FDA’s preferred voluntary approach suffers from a number of flaws, starting with the fact that it is voluntary. I detail some of those problems here, including that it will allow many of the same uses to continue under a different name and that these uses are not really necessary. The voluntary approach also suffers from a serious logical flaw that the Court points out. FDA says it prefers the voluntary approach because the regulatory approach would take too much time and resources. But, as the Court writes, “if any credence is to be given to the Agency’s position that the drug industry intends to comply with the voluntary program, then it is unclear why the industry would contest formal withdrawal notices or require time consuming hearings.” The Court also called FDA’s position “ironic and arbitrary,” saying “had the Agency addressed the Petitions in a timely fashion, withdrawal proceedings could have been commenced and completed by now.”

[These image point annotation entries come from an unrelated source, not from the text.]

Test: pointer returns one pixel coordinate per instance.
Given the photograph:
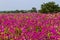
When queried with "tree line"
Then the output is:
(50, 7)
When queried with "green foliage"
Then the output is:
(49, 7)
(33, 9)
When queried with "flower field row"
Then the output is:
(30, 26)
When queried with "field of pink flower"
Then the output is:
(33, 26)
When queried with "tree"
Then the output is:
(49, 7)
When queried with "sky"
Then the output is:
(22, 4)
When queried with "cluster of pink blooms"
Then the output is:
(33, 26)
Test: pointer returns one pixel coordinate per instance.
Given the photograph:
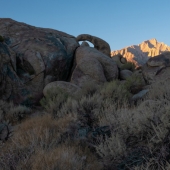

FDA’s unlawful denial of the Petitions followed years of foot-dragging. The Petitions had been pending before FDA for 12 and 6 years respectively when we initiated the lawsuit, and NRDC and its partners initially sued for unreasonable delay. FDA then tried to get rid of the lawsuit by denying the Petitions, as it turns out, on unlawful grounds.

The decade-plus delay on the Citizen Petitions follows three-plus decades of inaction on the use of penicillin and tetracyclines in animal feed, which FDA determined is not shown to be safe for human health—back in 1977. The Court’s decision today highlights FDA’s continual foot-dragging on this issue for the better part of four decades.  “For over thirty years, the Agency has been confronted with evidence of the human health risks associated with the widespread subtherapeutic use of antibiotics in food-producing animals, and, despite a statutory mandate to ensure the safety of animal drugs, the Agency has done shockingly little to address these risks.”

The FDA has appealed the March decision from the Court and has trotted out a series of excuses, diversions, and evasions (see here, here, and here), including the misleading statement that the Petitions cover 161 drug products. As the Court notes, and as I have pointed out before, FDA would only need to hold a handful of hearings (not 161) to address those drug products.

Following the ruling, FDA must heed the science and make a decision about whether feeding antibiotics to healthy animals is safe for human health. If FDA determines that such use is not safe, it must withdraw approval for the use of the antibiotics in animal feed. It is high time for FDA to stop making excuses and trying to dodge its responsibilities. Its mandate is a weighty one—to protect public health—and it’s time for FDA to start living up to that mandate.